Was für mich schwierig war als einziger Schüler von Lee in der Schweiz, war das Fehlen einer Sangha in der Nähe. So fuhr ich jahrelang jede Woche einmal nach Freiburg i. Br. zum „Bordello“ (Teaching Meeting) und einmal monatlich zum Sangha Weekend, meistens im Schwarzwald. Lee besuchte auch jedes Jahr auf seiner Europa-Reise die deutsche Sangha und gab Seminare und Vorträge in Freiburg und Emmendingen, nebst Auftritten mit den Bands. Seine Basis war im Ashram „La Ferme de Jutreau“ in Südwestfrankreich, ca. 800 km entfernt von meinem Wohnort. Ich fuhr natürlich regelmäßig dorthin in den Sommerferien und besuchte dazu noch viele Gigs und Vorträge in Frankreich.
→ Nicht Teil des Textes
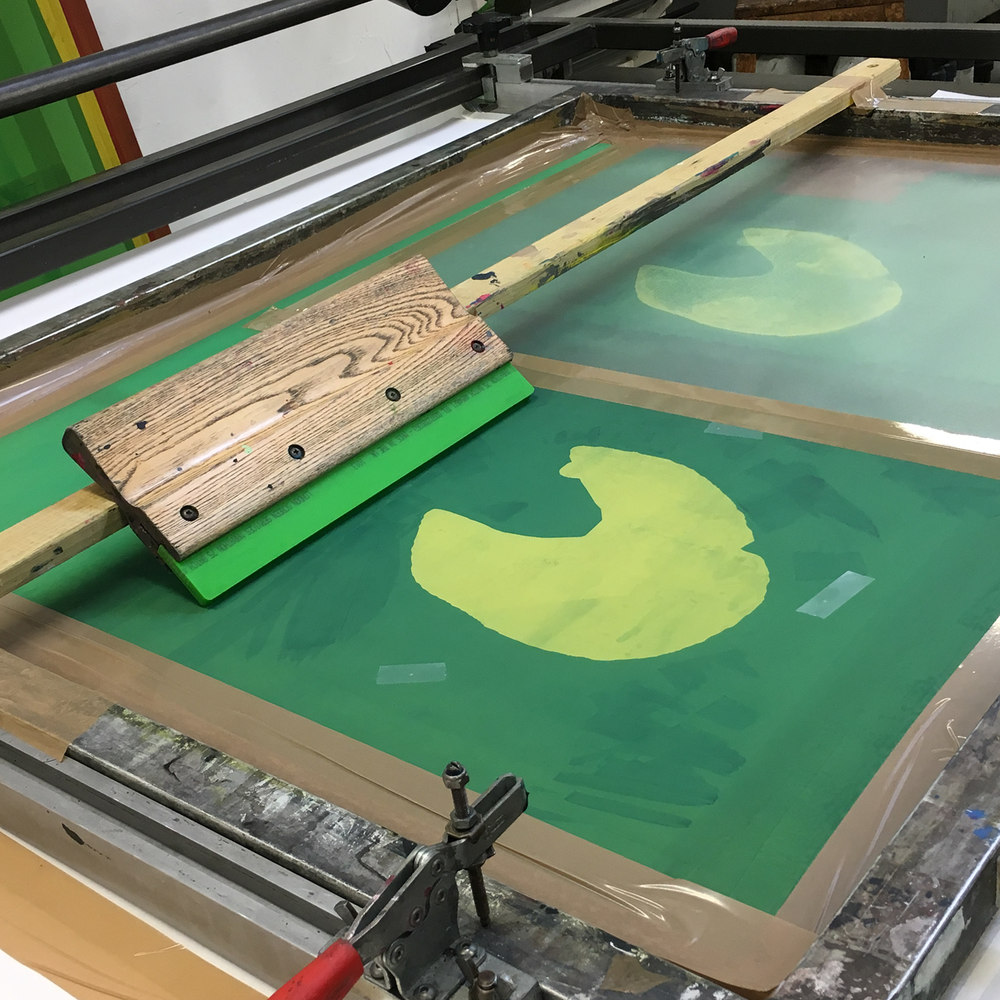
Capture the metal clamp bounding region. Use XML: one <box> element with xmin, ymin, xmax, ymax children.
<box><xmin>349</xmin><ymin>764</ymin><xmax>534</xmax><ymax>1000</ymax></box>
<box><xmin>656</xmin><ymin>25</ymin><xmax>738</xmax><ymax>93</ymax></box>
So bestand ein Teil meines Sadhana sozusagen aus Autofahren, Tausende Kilometer läpperten sich zusammen.

Leider – einige Jahre nach Lees Tod (2010) – wurde es immer schwieriger, die deutsche Sangha  und die damit verbundenen Aktivitäten lebendig und aufrecht zu erhalten. Das Interesse bröckelte und die meisten waren in ihren eigenen Lebenssituationen absorbiert. Lees Vision der „Erleuchteten Dualität“, wie er es nannte, ohne seine lebende Präsenz zu verwirklichen, ist sehr anspruchsvoll.